Huh. Really? Did anyone else kind of get the feeling that he was kind of contradicting himself? I have had the niggling sensation from the beginning of the book that Smith has been trying to dismiss the importance of the life of the mind, the role of ideas and beliefs in shaping us. In both of my posts on Chapter 4, I basically laid out why I disagreed with this point of view and why (here are those posts again: Part 1 and Part 2). While I agree with doctrine/belief alone aren’t enough to change us and that they must be coupled to our practices, I will always maintain that our beliefs need to be the guide for our practices and not the other way around. And without the informing ideas behind our practices (worship practices or otherwise), the practices themselves become pretty meaningless. It seems very much to me that here Smith is changing his tune and basically saying what I was trying to say in my response to Chapter 4. Not really sure what to make of that – did I miss something along the way, or is he really contradicting himself? Or was he just being hyperbolic to make a point in Chapter 4 (he does sort of seem to like to do this)? Am I just too practical to wrap my head around his philosophical meanderings? I don’t know.
As I’ve been thinking about these issues over the last couple of weeks, I came across this very interesting article on “Intellectual Discipleship” by Al Mohler. It is full of the type of language that Smith detests: “worldview”, “cognitive principles”, “thinkers”, “doctrine”. And yet, at the same time, I think they are working towards similar ends. Mohler points out that “A robust and rich model of Christian thinking – the quality of thinking that culminates in a God-centered worldview – requires that we see all truth as interconnected. Ultimately, the systematic wholeness of truth can be traced to the fact that God is himself the author of all truth. Christianity is not a set of doctrines in the sense that a mechanic operates with a set of tools. Instead, Christianity is a comprehensive worldview and way of life that grows out of Christian reflection on the Bible and the unfolding plan of God revealed in the unity of the Scriptures.” The role of the mind is vitally important – I think the key is to make sure that we don’t stay there. Our ‘way of life’ needs to grow out of the beliefs and doctrines and ideas that our minds receive. Our whole selves need to be affected. Perhaps paying attention to our practices is part of the way that we can ensure this takes place – that ideas and beliefs don’t remain only in our minds? Just a thought that crossed my mind as I consider the interaction between belief and practice.
Just this morning I came across this thought in Sinclair Ferguson’s book Children of the Living God:
“Paul says we are transformed as we ‘reflect’ or ‘contemplate’ the Lord’s glory. How do we do this? Primarily by looking at the Lord as he has revealed himself in Scripture. It is only as our lives are in line with Scripture, and as our minds are devoted to understanding and applying it obediently, that this reflection of Christ takes place. This produces the renewing of the mind which Paul describes elsewhere (Romans 12:1-2). Notice that such renewal is the opposite of being conformed to the image the world desires to produce in our lives.
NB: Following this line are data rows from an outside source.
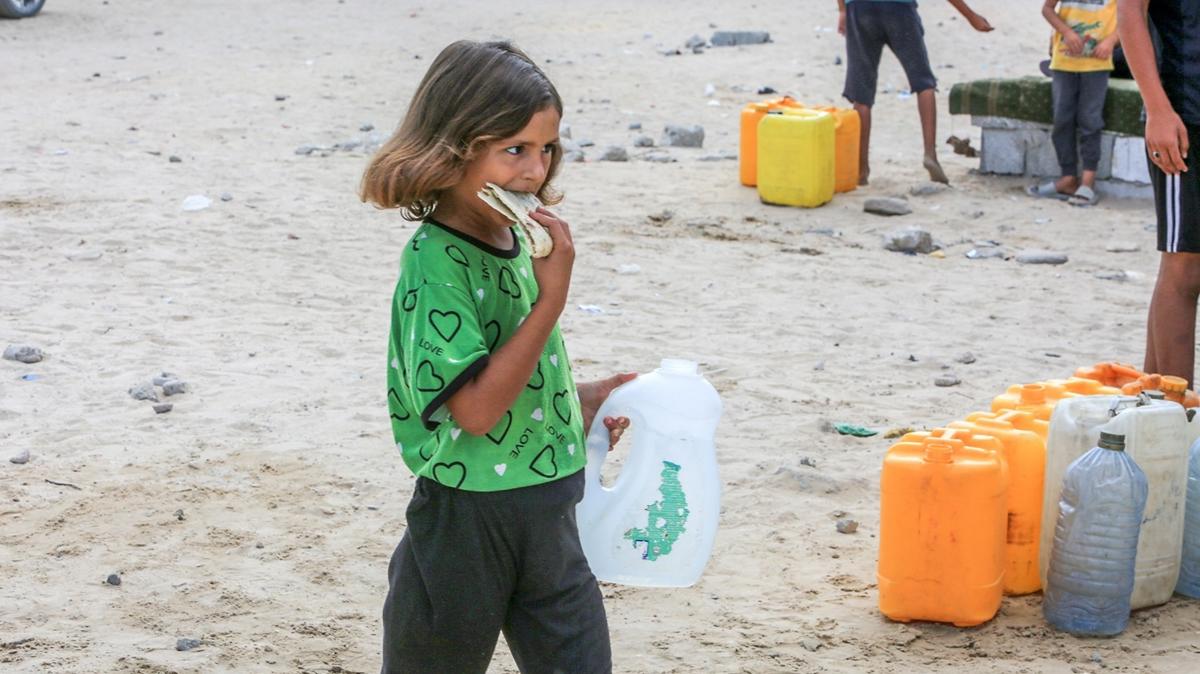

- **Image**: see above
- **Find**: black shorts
[382,470,612,674]
[841,0,937,106]
[1146,126,1200,253]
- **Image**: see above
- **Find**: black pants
[841,1,937,107]
[1050,71,1109,175]
[383,470,612,674]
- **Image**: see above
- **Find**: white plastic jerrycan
[1039,396,1189,609]
[576,359,721,588]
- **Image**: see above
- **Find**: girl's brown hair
[360,40,563,219]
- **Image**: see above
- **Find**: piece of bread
[476,182,554,258]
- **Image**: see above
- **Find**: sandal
[1025,180,1070,201]
[1067,185,1100,206]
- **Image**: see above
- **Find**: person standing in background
[838,0,992,185]
[1117,0,1200,386]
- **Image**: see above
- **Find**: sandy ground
[7,0,1200,673]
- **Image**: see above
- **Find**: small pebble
[863,197,912,216]
[130,384,158,403]
[4,344,44,365]
[600,145,629,162]
[1016,248,1067,265]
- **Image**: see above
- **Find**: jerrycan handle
[583,379,637,492]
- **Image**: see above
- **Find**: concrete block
[1112,136,1150,185]
[979,127,1025,175]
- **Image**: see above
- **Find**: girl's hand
[577,372,637,451]
[529,206,575,313]
[967,13,994,32]
[1146,110,1188,175]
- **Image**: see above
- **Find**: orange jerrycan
[758,108,835,207]
[814,106,862,192]
[950,410,1049,595]
[1043,377,1121,397]
[1121,374,1200,408]
[877,428,1008,627]
[1075,361,1146,387]
[738,96,803,187]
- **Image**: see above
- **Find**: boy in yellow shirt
[1028,0,1120,205]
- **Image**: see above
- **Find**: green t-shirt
[388,219,587,492]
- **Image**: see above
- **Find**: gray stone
[966,246,1004,260]
[709,30,770,47]
[1104,241,1141,253]
[883,227,934,253]
[908,182,950,197]
[130,384,158,403]
[863,197,912,216]
[154,372,179,386]
[661,124,704,148]
[4,344,44,365]
[600,145,629,162]
[641,152,678,164]
[1016,248,1067,265]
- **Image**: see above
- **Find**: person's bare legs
[917,89,950,185]
[1145,253,1200,386]
[854,103,871,185]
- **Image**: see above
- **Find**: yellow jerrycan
[738,96,804,187]
[950,410,1048,595]
[758,108,835,207]
[814,106,862,193]
[877,428,1008,627]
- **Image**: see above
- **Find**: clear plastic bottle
[576,359,721,588]
[1042,432,1148,637]
[1175,431,1200,598]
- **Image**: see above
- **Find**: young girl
[361,41,634,674]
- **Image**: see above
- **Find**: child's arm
[950,0,992,32]
[1042,0,1084,56]
[1117,0,1188,175]
[446,209,575,435]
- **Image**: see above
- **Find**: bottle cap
[1162,374,1188,393]
[1021,384,1046,405]
[1099,431,1124,452]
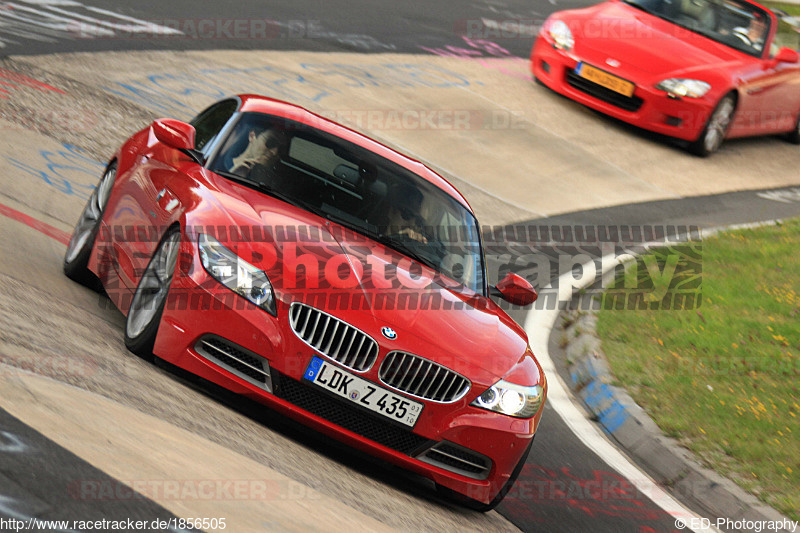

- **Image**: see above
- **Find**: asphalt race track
[0,0,800,533]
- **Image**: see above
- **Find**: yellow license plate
[575,63,636,96]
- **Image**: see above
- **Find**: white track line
[525,256,718,533]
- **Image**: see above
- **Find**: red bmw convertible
[64,95,547,511]
[531,0,800,156]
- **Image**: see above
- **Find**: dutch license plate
[303,357,425,427]
[575,63,636,97]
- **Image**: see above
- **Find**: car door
[732,31,800,136]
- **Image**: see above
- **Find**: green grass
[598,220,800,520]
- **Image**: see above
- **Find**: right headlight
[197,233,277,316]
[656,78,711,98]
[547,19,575,52]
[471,379,544,418]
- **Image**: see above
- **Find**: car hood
[205,179,528,378]
[569,2,747,75]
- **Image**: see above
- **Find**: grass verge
[598,220,800,520]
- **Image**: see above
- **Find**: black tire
[689,93,736,157]
[64,161,117,290]
[436,439,533,513]
[125,227,181,361]
[786,111,800,144]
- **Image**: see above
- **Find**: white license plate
[303,357,425,427]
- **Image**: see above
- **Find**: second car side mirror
[494,272,539,305]
[775,46,800,63]
[153,118,195,150]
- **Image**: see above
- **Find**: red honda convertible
[64,95,547,511]
[531,0,800,156]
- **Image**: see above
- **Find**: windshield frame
[205,110,488,297]
[621,0,774,59]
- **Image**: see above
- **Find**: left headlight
[472,379,544,418]
[656,78,711,98]
[547,19,575,52]
[197,233,278,316]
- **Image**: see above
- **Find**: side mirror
[775,46,800,63]
[152,118,195,150]
[495,272,539,305]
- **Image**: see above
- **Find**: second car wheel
[436,435,535,513]
[786,111,800,144]
[64,162,117,289]
[689,94,736,157]
[125,227,181,360]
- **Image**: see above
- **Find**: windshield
[624,0,770,57]
[210,113,485,294]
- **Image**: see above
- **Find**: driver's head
[747,11,767,42]
[389,183,422,222]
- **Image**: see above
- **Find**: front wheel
[64,163,117,288]
[125,228,181,361]
[436,439,533,513]
[689,94,736,157]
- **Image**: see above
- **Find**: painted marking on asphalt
[0,204,70,246]
[0,0,182,48]
[524,252,717,533]
[0,431,28,453]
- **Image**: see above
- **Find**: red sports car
[531,0,800,156]
[64,95,547,511]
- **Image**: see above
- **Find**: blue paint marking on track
[104,62,472,119]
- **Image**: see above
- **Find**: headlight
[656,78,711,98]
[197,233,277,316]
[472,379,544,418]
[547,20,575,52]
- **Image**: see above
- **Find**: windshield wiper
[623,0,660,17]
[375,235,439,272]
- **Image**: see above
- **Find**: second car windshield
[210,113,484,293]
[625,0,770,57]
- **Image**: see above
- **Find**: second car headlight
[197,233,277,316]
[547,19,575,52]
[656,78,711,98]
[472,379,544,418]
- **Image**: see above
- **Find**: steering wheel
[733,28,753,46]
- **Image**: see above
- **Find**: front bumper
[530,35,713,141]
[144,237,541,503]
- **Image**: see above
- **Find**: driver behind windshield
[384,183,428,243]
[231,129,283,185]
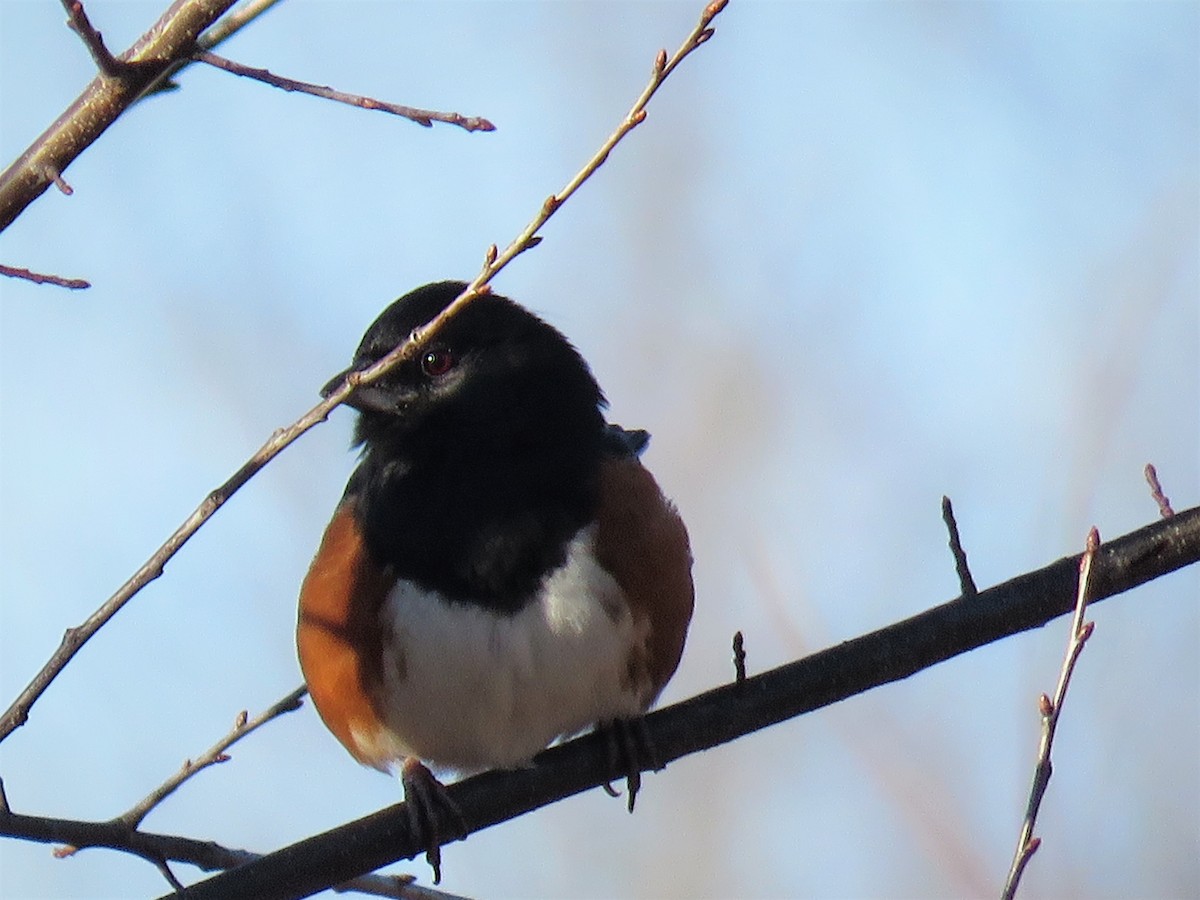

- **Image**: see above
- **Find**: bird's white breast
[355,528,649,770]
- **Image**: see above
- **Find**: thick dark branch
[0,809,436,900]
[171,508,1200,900]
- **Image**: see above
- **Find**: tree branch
[164,508,1200,900]
[0,263,91,290]
[0,0,234,232]
[192,50,496,131]
[116,685,308,829]
[1001,527,1100,900]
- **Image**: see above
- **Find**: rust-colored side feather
[296,502,394,769]
[595,456,694,707]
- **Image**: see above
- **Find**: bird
[296,281,695,883]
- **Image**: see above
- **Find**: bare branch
[201,0,288,50]
[116,685,308,829]
[62,0,126,78]
[1001,526,1100,900]
[0,0,234,230]
[0,0,725,742]
[0,263,91,290]
[0,810,455,900]
[1146,462,1175,518]
[942,497,979,598]
[192,50,496,131]
[314,0,728,448]
[174,508,1200,900]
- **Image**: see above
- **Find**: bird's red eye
[421,347,455,378]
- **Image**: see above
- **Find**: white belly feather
[355,528,648,770]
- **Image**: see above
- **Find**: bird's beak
[320,366,396,413]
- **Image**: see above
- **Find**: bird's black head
[326,281,606,611]
[323,281,604,454]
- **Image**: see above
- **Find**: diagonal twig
[0,263,91,290]
[942,496,979,599]
[1146,462,1175,518]
[0,0,727,742]
[192,49,496,131]
[115,685,308,829]
[1001,526,1100,900]
[62,0,127,78]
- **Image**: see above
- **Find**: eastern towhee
[296,281,692,875]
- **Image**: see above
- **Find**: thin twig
[116,685,308,828]
[62,0,128,78]
[1001,526,1100,900]
[0,0,727,742]
[942,496,979,600]
[326,0,728,427]
[1146,462,1175,518]
[201,0,288,50]
[192,50,496,131]
[0,263,91,290]
[733,631,746,684]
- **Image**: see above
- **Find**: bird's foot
[599,716,662,812]
[400,756,467,884]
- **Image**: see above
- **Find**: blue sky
[0,0,1200,898]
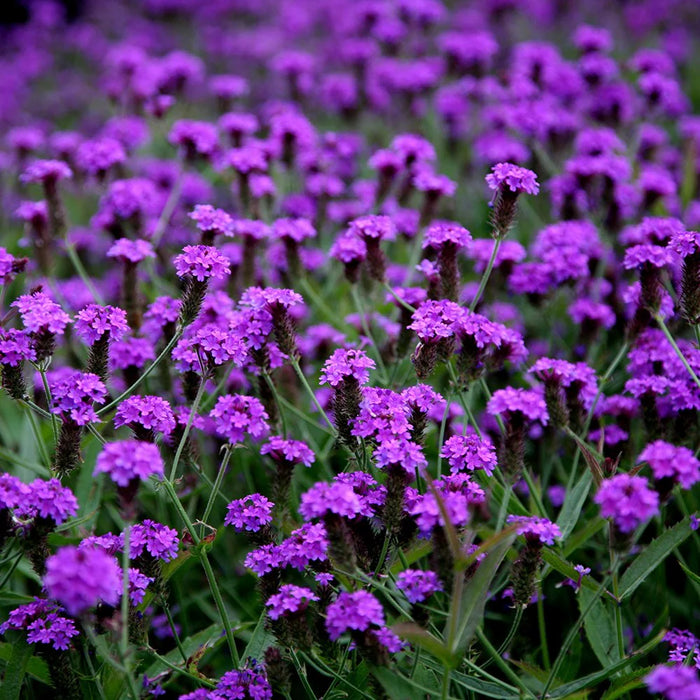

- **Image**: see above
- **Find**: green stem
[200,550,241,668]
[476,627,535,698]
[290,358,336,435]
[202,445,233,523]
[537,586,552,671]
[97,330,182,416]
[169,377,207,481]
[540,574,611,700]
[654,314,700,388]
[469,238,503,311]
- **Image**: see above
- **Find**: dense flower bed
[0,0,700,700]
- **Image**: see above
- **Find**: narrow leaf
[620,518,692,600]
[578,588,620,668]
[0,639,32,700]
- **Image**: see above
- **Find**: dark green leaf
[619,518,692,600]
[578,588,620,668]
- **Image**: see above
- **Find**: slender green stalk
[64,240,105,306]
[199,550,241,668]
[97,329,182,416]
[469,238,503,311]
[290,358,336,435]
[169,377,207,481]
[202,445,233,523]
[537,585,552,671]
[476,627,535,698]
[540,574,611,700]
[654,314,700,388]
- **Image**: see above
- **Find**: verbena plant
[0,0,700,700]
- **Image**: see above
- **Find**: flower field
[0,0,700,700]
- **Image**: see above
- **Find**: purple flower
[173,245,231,282]
[299,481,365,520]
[44,547,122,616]
[19,160,73,184]
[637,440,700,490]
[396,569,442,603]
[130,519,180,562]
[114,394,175,435]
[94,440,164,486]
[486,386,549,425]
[74,304,129,345]
[0,598,80,651]
[423,222,472,250]
[12,292,70,335]
[168,119,219,160]
[486,163,540,194]
[506,515,561,545]
[326,591,384,641]
[593,474,659,532]
[260,435,316,467]
[441,432,498,476]
[129,567,155,605]
[265,584,318,620]
[50,370,107,425]
[321,348,376,387]
[644,664,700,700]
[224,493,275,532]
[209,394,270,445]
[10,479,78,525]
[107,238,156,265]
[189,204,233,236]
[0,328,36,367]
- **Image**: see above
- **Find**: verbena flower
[593,474,659,533]
[396,569,442,603]
[506,515,561,545]
[326,591,384,641]
[95,440,164,486]
[209,394,270,444]
[44,546,122,616]
[224,493,275,532]
[265,584,319,620]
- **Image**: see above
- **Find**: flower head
[94,440,164,486]
[486,163,540,194]
[44,547,122,616]
[174,245,231,282]
[326,591,384,641]
[209,394,270,444]
[265,584,318,620]
[593,474,659,532]
[396,569,442,603]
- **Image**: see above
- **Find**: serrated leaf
[0,638,32,700]
[557,471,593,541]
[241,612,275,659]
[676,559,700,584]
[619,518,692,600]
[446,532,515,660]
[578,588,620,668]
[391,622,450,663]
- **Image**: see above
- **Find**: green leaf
[446,533,515,661]
[391,622,450,663]
[602,666,654,700]
[241,612,275,659]
[0,642,51,685]
[578,588,620,668]
[619,518,692,600]
[146,624,224,678]
[557,470,593,541]
[0,638,32,700]
[676,559,700,584]
[547,631,664,698]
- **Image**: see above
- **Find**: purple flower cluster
[95,440,164,486]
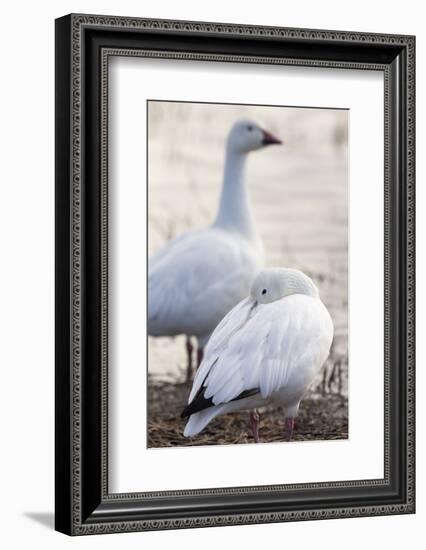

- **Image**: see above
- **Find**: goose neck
[215,149,255,238]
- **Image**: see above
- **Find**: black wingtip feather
[180,386,259,418]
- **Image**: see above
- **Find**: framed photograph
[55,14,415,535]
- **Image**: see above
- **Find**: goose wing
[183,295,333,416]
[148,228,260,336]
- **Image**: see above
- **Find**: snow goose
[182,268,333,442]
[148,120,281,380]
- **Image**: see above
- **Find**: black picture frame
[55,14,415,535]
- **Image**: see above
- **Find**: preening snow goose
[148,120,281,379]
[182,268,333,442]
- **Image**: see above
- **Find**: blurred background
[148,101,349,446]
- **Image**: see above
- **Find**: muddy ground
[148,381,348,447]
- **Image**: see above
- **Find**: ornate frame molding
[56,15,415,535]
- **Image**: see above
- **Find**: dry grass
[148,380,348,447]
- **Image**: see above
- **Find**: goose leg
[197,348,204,369]
[249,409,259,443]
[285,417,294,441]
[186,336,194,382]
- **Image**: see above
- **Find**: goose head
[228,119,282,153]
[250,267,319,304]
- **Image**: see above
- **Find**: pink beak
[262,130,283,145]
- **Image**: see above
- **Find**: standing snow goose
[148,120,281,380]
[182,268,333,442]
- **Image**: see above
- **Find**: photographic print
[147,100,349,448]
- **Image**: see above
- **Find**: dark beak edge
[262,130,283,145]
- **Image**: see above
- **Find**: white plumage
[148,120,280,380]
[183,268,333,440]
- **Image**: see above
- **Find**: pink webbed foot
[249,409,260,443]
[285,417,294,441]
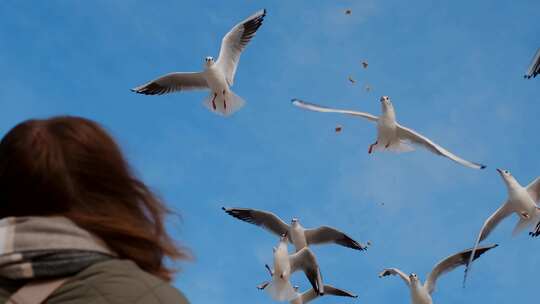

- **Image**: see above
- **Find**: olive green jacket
[0,259,189,304]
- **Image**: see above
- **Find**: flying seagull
[257,282,358,304]
[463,169,540,285]
[132,9,266,116]
[257,265,358,304]
[222,207,367,251]
[259,234,324,301]
[379,244,498,304]
[525,48,540,79]
[292,96,486,169]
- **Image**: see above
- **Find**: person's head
[0,116,187,280]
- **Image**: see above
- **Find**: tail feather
[264,278,298,302]
[203,91,246,116]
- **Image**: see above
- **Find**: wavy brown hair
[0,116,188,281]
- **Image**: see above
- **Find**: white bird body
[292,96,486,169]
[409,280,433,304]
[132,10,266,116]
[222,207,367,252]
[372,103,401,150]
[379,245,497,304]
[289,220,308,251]
[463,169,540,285]
[274,242,291,281]
[259,234,324,301]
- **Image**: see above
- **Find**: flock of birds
[132,10,540,304]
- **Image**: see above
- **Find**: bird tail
[512,207,540,236]
[203,91,246,116]
[374,141,414,153]
[264,278,298,302]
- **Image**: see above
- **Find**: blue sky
[0,0,540,304]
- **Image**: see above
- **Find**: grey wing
[397,124,486,169]
[131,72,208,95]
[379,268,411,286]
[525,48,540,78]
[324,285,358,298]
[292,98,379,122]
[216,10,266,86]
[300,285,320,304]
[424,244,498,294]
[527,177,540,203]
[463,202,513,285]
[222,207,289,236]
[304,226,367,250]
[289,247,324,294]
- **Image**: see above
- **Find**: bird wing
[304,226,367,250]
[379,268,411,286]
[289,247,324,294]
[300,285,358,304]
[525,48,540,78]
[216,9,266,86]
[396,124,486,169]
[131,72,208,95]
[527,177,540,203]
[424,244,498,294]
[463,202,513,285]
[292,98,379,121]
[222,207,289,236]
[324,285,358,298]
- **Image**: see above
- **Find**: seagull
[257,282,358,304]
[132,9,266,116]
[258,233,324,301]
[292,96,486,169]
[525,48,540,79]
[362,60,369,69]
[222,207,367,252]
[379,244,498,304]
[463,169,540,285]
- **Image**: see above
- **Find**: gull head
[204,56,214,67]
[279,233,289,243]
[380,96,394,111]
[497,169,517,187]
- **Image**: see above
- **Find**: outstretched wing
[216,9,266,86]
[300,285,358,304]
[527,177,540,203]
[222,207,289,236]
[292,98,379,121]
[289,247,324,295]
[397,124,486,169]
[424,244,498,294]
[304,226,367,250]
[379,268,411,286]
[525,48,540,78]
[131,72,208,95]
[463,202,513,286]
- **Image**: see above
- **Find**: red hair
[0,116,188,281]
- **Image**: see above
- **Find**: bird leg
[264,264,274,277]
[212,93,217,111]
[368,141,379,154]
[223,89,227,111]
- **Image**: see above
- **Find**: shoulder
[47,259,188,304]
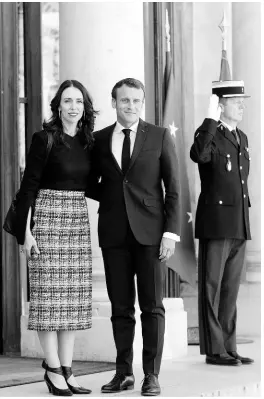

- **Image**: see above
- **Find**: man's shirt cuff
[163,232,181,242]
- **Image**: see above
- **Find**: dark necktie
[231,129,240,145]
[121,129,131,175]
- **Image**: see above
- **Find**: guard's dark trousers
[102,228,165,374]
[198,239,246,355]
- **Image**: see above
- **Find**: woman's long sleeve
[17,131,47,245]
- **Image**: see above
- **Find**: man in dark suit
[88,78,180,396]
[190,81,253,366]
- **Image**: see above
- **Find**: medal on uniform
[226,154,232,172]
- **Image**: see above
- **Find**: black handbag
[3,132,53,237]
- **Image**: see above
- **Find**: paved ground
[0,284,261,397]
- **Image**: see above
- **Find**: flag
[219,50,232,81]
[163,45,196,287]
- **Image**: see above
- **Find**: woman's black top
[17,131,91,245]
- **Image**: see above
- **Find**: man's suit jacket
[86,119,180,248]
[190,118,251,240]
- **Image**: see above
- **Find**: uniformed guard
[190,75,253,366]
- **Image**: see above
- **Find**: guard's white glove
[207,94,221,122]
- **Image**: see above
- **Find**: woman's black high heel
[61,366,92,395]
[42,360,72,396]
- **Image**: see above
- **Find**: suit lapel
[128,119,148,171]
[108,123,123,174]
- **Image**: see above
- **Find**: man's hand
[21,232,40,260]
[159,237,175,262]
[207,94,221,122]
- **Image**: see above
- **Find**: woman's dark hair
[43,79,98,149]
[111,78,145,100]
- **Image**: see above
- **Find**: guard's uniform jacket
[190,118,251,240]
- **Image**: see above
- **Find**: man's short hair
[111,78,145,100]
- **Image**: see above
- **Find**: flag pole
[165,8,170,52]
[218,10,229,51]
[218,10,232,81]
Conformity to Christ, through the use of the renewed mind, always produces nonconformists! But Christians are not nonconformists in order to be difficult, or even simply for the sake of being different. Rather, we are nonconformists because we conform to the image of our Lord Jesus Christ. This new attitude of mind emerges from the fact that we are new men and women, children of God ‘created to be like God in true righteousness and holiness’ (Ephesians 4:23-24).”
Nonconformists. A ‘peculiar people’ – that’s Smith’s terminology. A people who are not conformed to the habits and patterns of this world, but who are conformed to the image of Christ – who are committed to pursuing His Kingdom. That’s the goal, regardless of what vocabulary one wants to use to describe how to get there.